PDF Alchemist supports two modes for the "–purpose" option in the command-line interface:
indexing. PDF Alchemist will not rasterize any text. This preserves text for searching and indexing workflows. But the appearance of the output might differ significantly from the appearance of the input PDF.
balanced. The product creates output targeted to general purpose workflows. In this case the need for searchable output is balanced with the need for visually correct output. Text may be rasterized when required to preserve the visual appearance and ordering of text in relation to other elements.
-reflowForms Boolean “true”   or “false” Defaults to False to emit fixed-layout HTML forms. PDF Alchemist emits PDF forms documents as fixed-layout HTML forms by default. If this parameter is set to True PDF Alchemist will instead convert PDF forms to reflowable HTML forms. This parameter is currently experimental; reflowForms may generate unwanted results for forms where the appearance of the form is a mix of PDF page elements and PDF form elements.
-removeHyphen Boolean “true”   or “false” False. Do not remove trailing hyphens. By default PDF Alchemist leaves in place hyphens that end lines in the PDF document. These hyphens are commonly used to divide words at syllables but can also be used for phrases. Set the option “-removeHyphen” to True if you want the product to remove these hyphens in the output file.
Note that this algorithm does not interpret the text involved. It simply removes hyphens wherever they appear. Therefore enabling this option will cause hyphenated phrases that span lines to be combined.

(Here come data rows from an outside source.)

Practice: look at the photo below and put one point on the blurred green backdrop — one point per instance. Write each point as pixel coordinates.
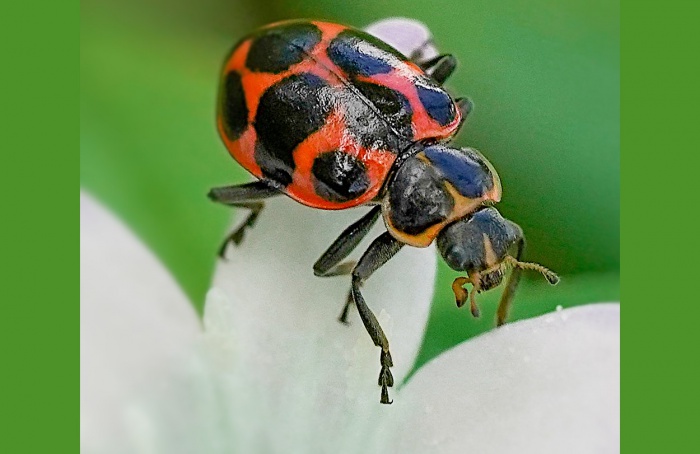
(544, 76)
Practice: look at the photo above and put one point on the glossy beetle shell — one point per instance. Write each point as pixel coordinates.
(323, 110)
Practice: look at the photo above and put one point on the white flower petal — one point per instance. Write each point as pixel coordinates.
(544, 385)
(136, 325)
(318, 377)
(405, 35)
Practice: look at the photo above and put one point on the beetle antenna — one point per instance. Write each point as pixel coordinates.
(548, 274)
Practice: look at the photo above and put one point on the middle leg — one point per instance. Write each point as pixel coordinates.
(329, 265)
(379, 252)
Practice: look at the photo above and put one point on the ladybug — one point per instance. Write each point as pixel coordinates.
(334, 118)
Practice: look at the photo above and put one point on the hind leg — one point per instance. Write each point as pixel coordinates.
(248, 196)
(440, 68)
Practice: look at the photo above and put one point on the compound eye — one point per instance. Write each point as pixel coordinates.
(491, 279)
(455, 257)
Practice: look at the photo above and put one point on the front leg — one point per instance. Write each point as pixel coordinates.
(378, 253)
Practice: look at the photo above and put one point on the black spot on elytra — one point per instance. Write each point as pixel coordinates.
(437, 103)
(288, 112)
(234, 111)
(355, 55)
(418, 198)
(339, 177)
(378, 117)
(392, 105)
(278, 48)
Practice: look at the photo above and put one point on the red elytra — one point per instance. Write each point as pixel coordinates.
(335, 133)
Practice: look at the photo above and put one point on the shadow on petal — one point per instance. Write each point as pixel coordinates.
(309, 373)
(545, 385)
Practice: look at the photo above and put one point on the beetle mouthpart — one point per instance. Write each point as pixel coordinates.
(548, 274)
(461, 294)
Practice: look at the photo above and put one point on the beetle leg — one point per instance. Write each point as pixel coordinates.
(511, 284)
(440, 68)
(379, 252)
(328, 264)
(243, 196)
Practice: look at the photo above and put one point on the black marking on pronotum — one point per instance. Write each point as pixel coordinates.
(437, 103)
(417, 198)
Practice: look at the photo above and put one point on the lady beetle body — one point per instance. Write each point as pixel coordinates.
(323, 110)
(335, 118)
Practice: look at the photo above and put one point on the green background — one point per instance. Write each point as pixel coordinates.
(544, 76)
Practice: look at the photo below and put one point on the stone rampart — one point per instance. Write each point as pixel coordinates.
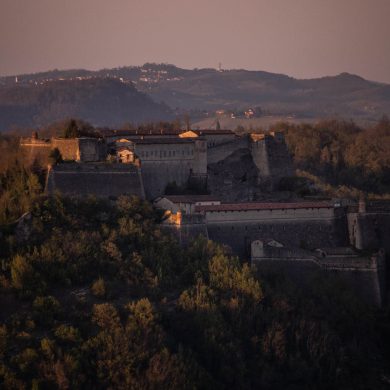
(309, 234)
(272, 158)
(223, 150)
(69, 148)
(101, 180)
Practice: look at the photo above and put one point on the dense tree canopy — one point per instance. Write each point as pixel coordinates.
(97, 296)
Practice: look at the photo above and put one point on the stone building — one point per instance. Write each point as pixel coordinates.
(178, 161)
(186, 204)
(364, 273)
(82, 149)
(98, 179)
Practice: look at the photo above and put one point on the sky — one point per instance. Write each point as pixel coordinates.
(300, 38)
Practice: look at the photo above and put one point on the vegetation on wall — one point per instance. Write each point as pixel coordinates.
(98, 296)
(343, 154)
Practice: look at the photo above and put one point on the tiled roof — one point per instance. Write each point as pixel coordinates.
(115, 133)
(213, 132)
(151, 141)
(191, 198)
(264, 206)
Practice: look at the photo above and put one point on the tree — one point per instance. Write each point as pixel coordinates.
(72, 130)
(55, 156)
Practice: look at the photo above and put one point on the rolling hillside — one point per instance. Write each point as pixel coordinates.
(100, 101)
(107, 97)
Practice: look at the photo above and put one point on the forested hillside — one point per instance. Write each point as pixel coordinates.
(100, 101)
(96, 296)
(344, 95)
(93, 294)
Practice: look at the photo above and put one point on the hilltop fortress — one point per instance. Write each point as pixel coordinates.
(166, 158)
(291, 237)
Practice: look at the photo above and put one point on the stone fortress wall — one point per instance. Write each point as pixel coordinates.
(185, 156)
(99, 179)
(170, 161)
(296, 225)
(168, 157)
(364, 274)
(271, 156)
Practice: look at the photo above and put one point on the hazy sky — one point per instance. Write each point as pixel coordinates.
(301, 38)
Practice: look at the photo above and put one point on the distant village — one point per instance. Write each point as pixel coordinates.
(194, 176)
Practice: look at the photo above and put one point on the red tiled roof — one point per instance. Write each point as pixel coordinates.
(115, 133)
(264, 206)
(212, 132)
(191, 198)
(173, 140)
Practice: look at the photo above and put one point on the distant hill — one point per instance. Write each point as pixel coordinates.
(209, 90)
(100, 101)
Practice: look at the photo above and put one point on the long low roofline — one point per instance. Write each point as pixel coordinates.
(264, 206)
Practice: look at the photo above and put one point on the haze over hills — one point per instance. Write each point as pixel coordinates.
(100, 101)
(38, 98)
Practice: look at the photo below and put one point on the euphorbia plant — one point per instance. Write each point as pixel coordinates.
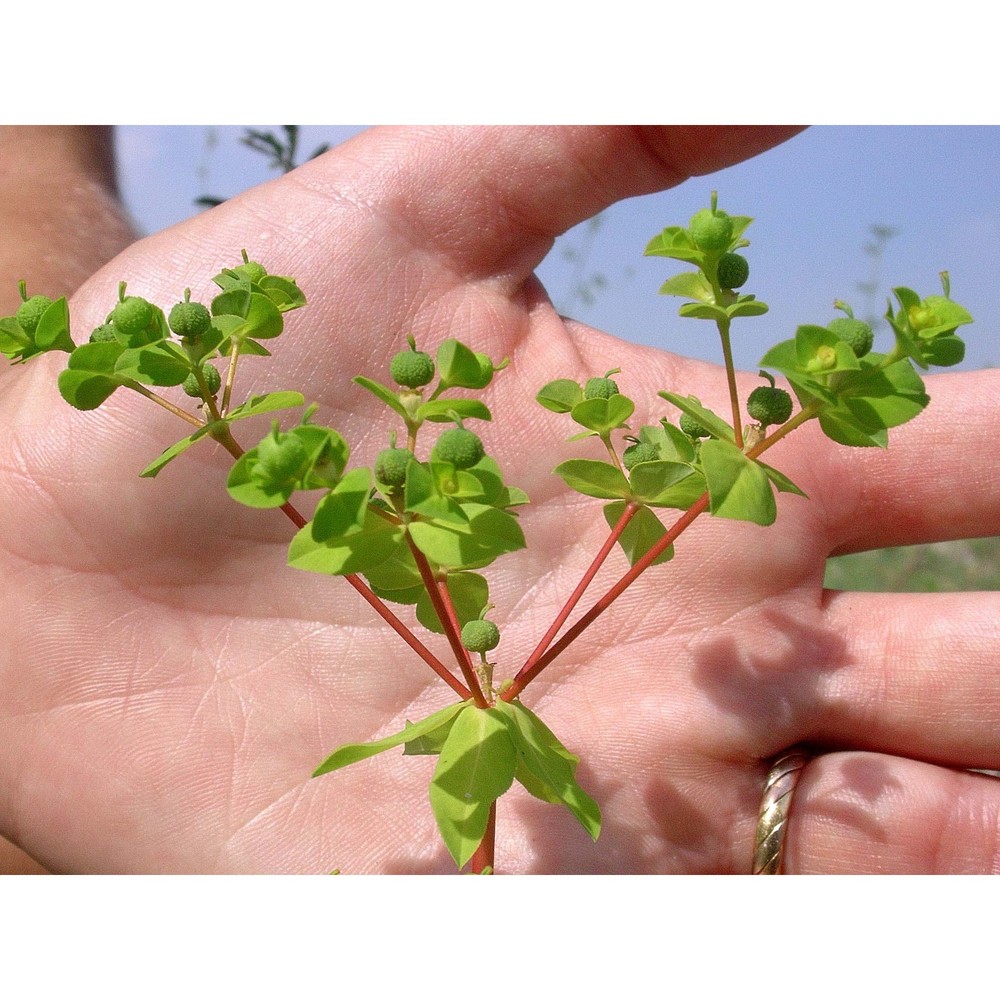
(417, 528)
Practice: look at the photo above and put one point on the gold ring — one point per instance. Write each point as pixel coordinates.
(773, 819)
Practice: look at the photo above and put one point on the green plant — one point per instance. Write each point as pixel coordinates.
(282, 151)
(419, 527)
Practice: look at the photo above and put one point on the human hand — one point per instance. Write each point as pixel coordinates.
(167, 684)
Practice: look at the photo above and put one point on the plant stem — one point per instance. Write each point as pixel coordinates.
(532, 669)
(484, 853)
(528, 674)
(437, 591)
(225, 438)
(734, 398)
(585, 581)
(160, 401)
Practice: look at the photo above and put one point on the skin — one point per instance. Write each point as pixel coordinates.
(167, 684)
(61, 219)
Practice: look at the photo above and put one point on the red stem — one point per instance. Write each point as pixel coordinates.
(485, 852)
(390, 619)
(437, 591)
(585, 581)
(528, 674)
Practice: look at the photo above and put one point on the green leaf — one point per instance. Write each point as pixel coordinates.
(674, 242)
(689, 285)
(156, 331)
(245, 489)
(603, 415)
(235, 301)
(267, 402)
(428, 744)
(15, 344)
(703, 310)
(713, 423)
(560, 396)
(458, 366)
(352, 753)
(782, 357)
(594, 479)
(283, 292)
(358, 552)
(843, 428)
(90, 378)
(398, 573)
(422, 496)
(747, 305)
(877, 398)
(683, 494)
(173, 451)
(445, 410)
(738, 487)
(780, 480)
(475, 768)
(550, 763)
(649, 480)
(944, 351)
(470, 593)
(811, 342)
(160, 364)
(52, 332)
(640, 534)
(263, 319)
(489, 533)
(390, 398)
(344, 510)
(669, 440)
(328, 454)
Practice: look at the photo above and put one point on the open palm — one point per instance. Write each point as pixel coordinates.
(167, 684)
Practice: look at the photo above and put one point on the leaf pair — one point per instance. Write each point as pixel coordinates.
(481, 753)
(51, 334)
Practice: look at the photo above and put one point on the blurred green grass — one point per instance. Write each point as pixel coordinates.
(970, 564)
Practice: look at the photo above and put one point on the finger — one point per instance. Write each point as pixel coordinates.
(492, 199)
(938, 479)
(873, 814)
(918, 677)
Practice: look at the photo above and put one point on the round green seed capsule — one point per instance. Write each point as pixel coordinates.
(189, 319)
(390, 466)
(280, 461)
(769, 405)
(212, 379)
(480, 636)
(412, 369)
(858, 334)
(733, 270)
(29, 313)
(637, 453)
(600, 388)
(460, 447)
(711, 231)
(132, 316)
(692, 428)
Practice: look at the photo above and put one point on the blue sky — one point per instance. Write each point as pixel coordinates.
(813, 198)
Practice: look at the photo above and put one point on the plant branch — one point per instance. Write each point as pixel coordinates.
(528, 674)
(166, 404)
(440, 599)
(485, 852)
(225, 438)
(734, 397)
(585, 581)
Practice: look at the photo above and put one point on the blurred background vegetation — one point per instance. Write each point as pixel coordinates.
(947, 566)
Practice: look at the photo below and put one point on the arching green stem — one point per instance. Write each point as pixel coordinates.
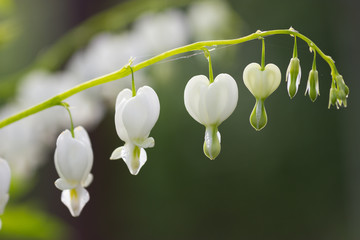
(208, 57)
(263, 55)
(295, 48)
(125, 71)
(67, 107)
(132, 82)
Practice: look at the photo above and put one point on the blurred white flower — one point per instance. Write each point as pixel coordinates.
(5, 176)
(73, 162)
(159, 32)
(135, 116)
(209, 19)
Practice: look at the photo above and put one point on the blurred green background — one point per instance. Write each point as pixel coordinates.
(296, 179)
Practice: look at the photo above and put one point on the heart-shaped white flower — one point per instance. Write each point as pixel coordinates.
(135, 116)
(210, 104)
(73, 162)
(261, 83)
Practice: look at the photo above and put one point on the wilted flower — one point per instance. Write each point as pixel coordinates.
(73, 162)
(5, 176)
(261, 83)
(135, 116)
(210, 104)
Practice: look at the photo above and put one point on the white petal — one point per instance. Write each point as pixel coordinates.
(261, 83)
(193, 95)
(117, 153)
(82, 135)
(221, 99)
(3, 201)
(62, 184)
(88, 180)
(147, 143)
(121, 100)
(75, 200)
(134, 157)
(73, 159)
(141, 113)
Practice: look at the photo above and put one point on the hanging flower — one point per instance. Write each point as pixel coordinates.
(312, 87)
(73, 162)
(210, 104)
(135, 116)
(5, 176)
(261, 83)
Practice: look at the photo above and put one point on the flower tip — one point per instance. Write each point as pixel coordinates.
(212, 146)
(258, 117)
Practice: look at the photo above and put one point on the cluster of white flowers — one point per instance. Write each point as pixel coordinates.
(150, 34)
(135, 115)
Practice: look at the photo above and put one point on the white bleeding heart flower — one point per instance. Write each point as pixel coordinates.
(135, 116)
(261, 83)
(313, 85)
(73, 162)
(5, 176)
(293, 76)
(210, 104)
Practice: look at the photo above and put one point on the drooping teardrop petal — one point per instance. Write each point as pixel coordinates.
(134, 157)
(212, 142)
(75, 200)
(258, 117)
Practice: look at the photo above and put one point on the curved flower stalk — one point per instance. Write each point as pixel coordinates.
(5, 176)
(312, 87)
(135, 116)
(210, 104)
(261, 83)
(293, 76)
(73, 162)
(293, 72)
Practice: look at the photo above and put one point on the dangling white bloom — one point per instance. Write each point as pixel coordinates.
(210, 104)
(135, 116)
(73, 162)
(261, 83)
(5, 176)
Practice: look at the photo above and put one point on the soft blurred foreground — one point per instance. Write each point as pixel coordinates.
(296, 179)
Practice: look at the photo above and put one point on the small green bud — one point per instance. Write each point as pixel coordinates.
(258, 117)
(293, 75)
(332, 97)
(313, 85)
(212, 141)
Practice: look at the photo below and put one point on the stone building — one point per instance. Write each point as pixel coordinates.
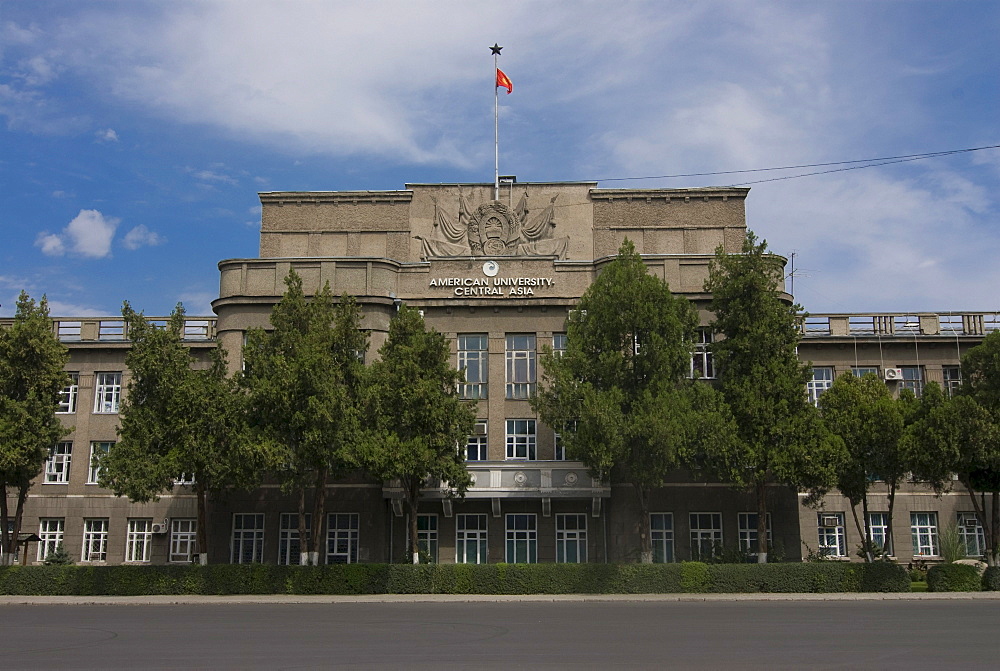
(498, 278)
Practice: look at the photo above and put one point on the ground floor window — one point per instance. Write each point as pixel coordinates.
(661, 533)
(139, 540)
(878, 523)
(706, 535)
(571, 538)
(183, 540)
(50, 533)
(972, 534)
(923, 531)
(342, 538)
(289, 547)
(832, 541)
(522, 539)
(470, 539)
(95, 540)
(248, 538)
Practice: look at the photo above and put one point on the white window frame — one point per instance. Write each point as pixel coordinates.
(474, 362)
(107, 392)
(706, 534)
(427, 537)
(661, 534)
(139, 540)
(95, 540)
(521, 546)
(822, 379)
(521, 365)
(183, 540)
(924, 534)
(57, 464)
(51, 531)
(342, 536)
(832, 540)
(522, 440)
(69, 394)
(247, 540)
(471, 540)
(571, 538)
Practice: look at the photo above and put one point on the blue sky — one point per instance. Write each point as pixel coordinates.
(134, 136)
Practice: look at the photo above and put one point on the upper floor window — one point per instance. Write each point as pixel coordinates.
(520, 365)
(822, 380)
(67, 397)
(473, 360)
(107, 392)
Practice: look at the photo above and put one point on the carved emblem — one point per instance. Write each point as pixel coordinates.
(493, 229)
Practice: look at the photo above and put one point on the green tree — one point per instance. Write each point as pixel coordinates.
(870, 423)
(619, 395)
(780, 436)
(304, 380)
(179, 420)
(419, 424)
(31, 378)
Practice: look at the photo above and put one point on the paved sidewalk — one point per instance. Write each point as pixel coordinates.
(477, 598)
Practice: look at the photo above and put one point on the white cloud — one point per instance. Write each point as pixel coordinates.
(140, 236)
(88, 234)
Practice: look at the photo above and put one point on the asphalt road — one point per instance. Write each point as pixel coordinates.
(690, 635)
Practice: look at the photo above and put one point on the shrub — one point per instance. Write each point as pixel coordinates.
(953, 578)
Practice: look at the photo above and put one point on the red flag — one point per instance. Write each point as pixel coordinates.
(504, 81)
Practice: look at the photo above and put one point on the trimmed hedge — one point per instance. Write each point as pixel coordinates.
(218, 579)
(953, 578)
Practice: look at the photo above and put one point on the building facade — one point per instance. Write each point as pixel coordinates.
(499, 279)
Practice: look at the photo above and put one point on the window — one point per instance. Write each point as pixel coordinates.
(952, 379)
(342, 538)
(473, 359)
(67, 397)
(107, 392)
(748, 532)
(702, 363)
(138, 541)
(913, 379)
(248, 538)
(822, 380)
(522, 539)
(830, 527)
(183, 540)
(923, 531)
(520, 439)
(470, 539)
(95, 540)
(477, 447)
(571, 538)
(661, 527)
(878, 523)
(57, 465)
(50, 533)
(289, 547)
(427, 538)
(520, 366)
(971, 532)
(706, 535)
(97, 450)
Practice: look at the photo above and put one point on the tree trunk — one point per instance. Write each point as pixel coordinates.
(762, 547)
(319, 514)
(202, 499)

-singleFile Boolean “true”   or “false” False. Emit separate   files for HTML and     CSS information. By default PDF Alchemist outputs separate HTML and CSS files. If  set to "True" the PDF to HTML conversion will instead generate a single HTML file with the CSS style information included within that HTML file. Fonts and images will still be emitted as separate files in their respective fonts and images folders.
-splitByBookmarkDepth Positive integer For HTML defaults to 0 do not split output PDF Alchemist will generate output content in one section that contains all of the generated output.
For EPUB defaults to 1 split output on highest level bookmarks But you can direct the product to generate output in sections based on the bookmarks (table of contents entries) found in the source PDF document. The number you enter for this setting will determine the levels of the sections to use. If you enter "1" the output file will break the content into sections based on the first level of the table of contents (Heading 1 for example). If you enter "2" the output file will break into two sections (Heading 1 and Heading 2). Enter "3" for three sections levels (Heading 1 Heading 2 and Heading 3).
-splitByEveryNumberofPages Positive integer Defaults to 0 do not split output PDF Alchemist will generate output content in one section that contains all of the generated output. Enter a number for this value if you want to split the content into sections based on the page breaks found in the original PDF input document. For example you could enter "3" and PDF Alchemist would take three pages from the PDF input file and put them into a single output file. Then it will take the next three pages from the input PDF document and place them into a second HTML output file. The product would continue to create new sections for the output content (output HTML files) until all of the content in the input PDF document is converted.